A slippery slope to agony and eventually death

From: cathy:- (anonymous@medispecialty.com)
Wed Jan 29 16:22:04 2003


Sally just said this, and I'm repeating it. Shout it from the rooftops.

"...a slippery slope to agony and eventually death..."

So many people have come here and said some variation of, "I'm in terrible pain. I've got to do SOMETHING. My surgery is scheduled for..."

The single most important thing that I have learned from the IAS and the wonderful people who post here is that you can't just "DO SOMETHING." Because having surgery that will cause all of your symptoms to be WORSE is, technically speaking, "SOMETHING" !!! The quilt is full of the stories of desperate people who were "willing to do anything" and what they did was MAKE THINGS WORSE!!!

Please, please, don't just assume that because the adhesions are a "serious problem" and the surgery is "serious surgery" that the surgery will make the adhesions better!

The bottom line numbers are that approximately 1/3 of the US population has adhesions. (That's 90,000,000 people. A HUMONGOUS number of people!) 90%-95% of those people will never have the slightest problem with their adhesions. Of the 5-10 million people who will have problems with them sometime in their lives, the VAST MAJORITY of those people will have a bowel obstruction, surgery to cut the adhesions causing the obstruction, and never have another problem for the rest of their lives. 99.99% of the people with adhesions are NOT in any pain and will never be in any pain from them except those who get an obstruction will be in pain during a couple of days of the episode of a complete bowel obstruction.

People who are in serious disabling pain for adhesions are quite rare.

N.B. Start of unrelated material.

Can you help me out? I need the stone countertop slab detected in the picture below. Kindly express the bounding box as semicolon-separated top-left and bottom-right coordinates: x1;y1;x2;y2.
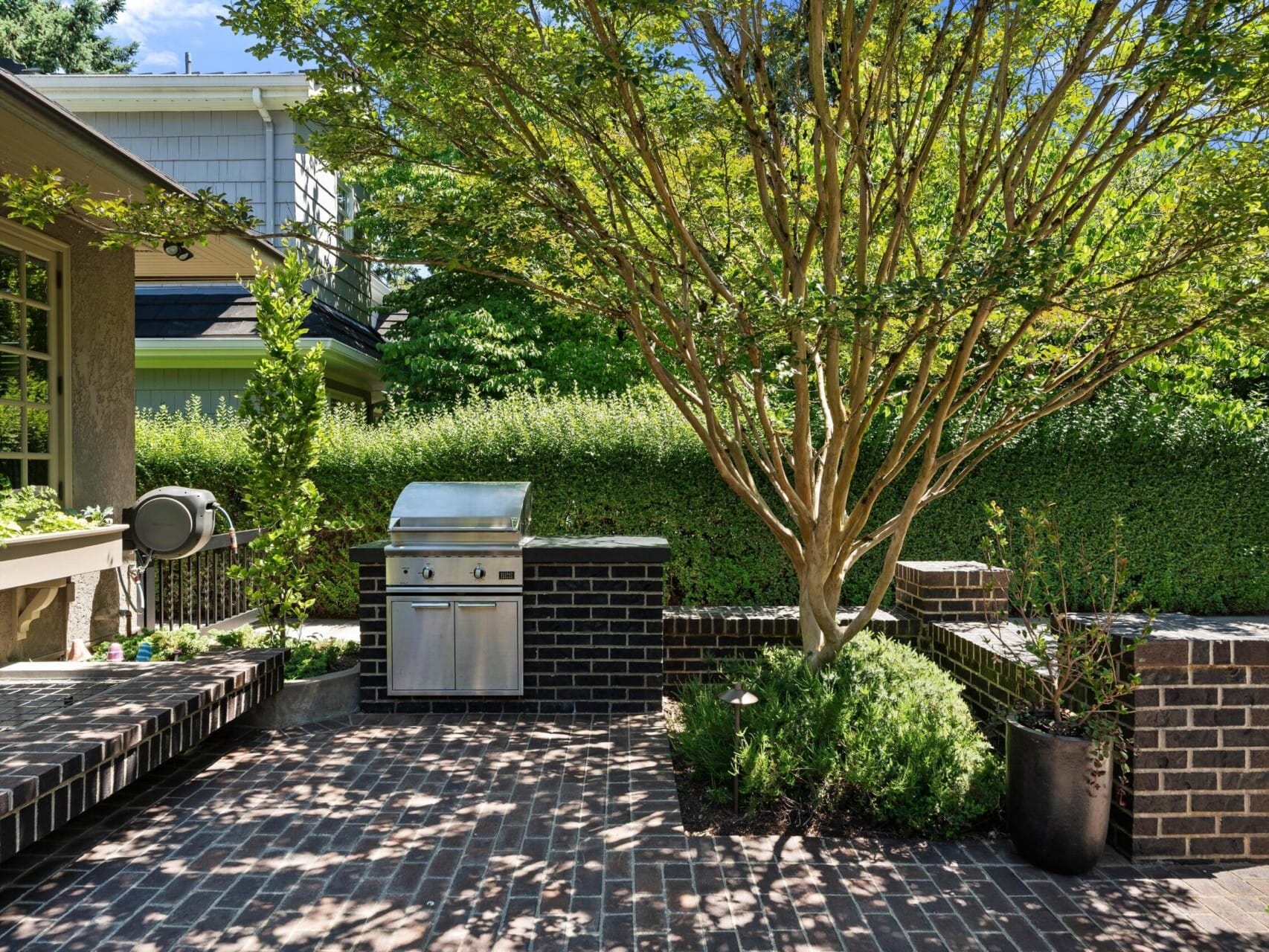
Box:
349;536;670;565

Given the odds, depending upon the average age of your doctor's patients, somewhere between 25% and 50% of your doctor's patients have adhesions. If YOU have serious disabling pain from your adhesions, then YOU are quite possibly the only adhesion-SUFFERER of all of your doctor's patients. Having ARD (adhesion-related disease) is different from "having adhesions." Merely "having adhesions" is as common as dirt and basically harmless. Having ARD is a vicious, horrific and RARE condition.

If you have ARD, make sure that your doctor is treating you as a person with ARD. Because if your doctor is treating you as a person who merely "has adhesions" then your doctor is more than likely pushing you over the top of "a slippery slope to agony and eventually death."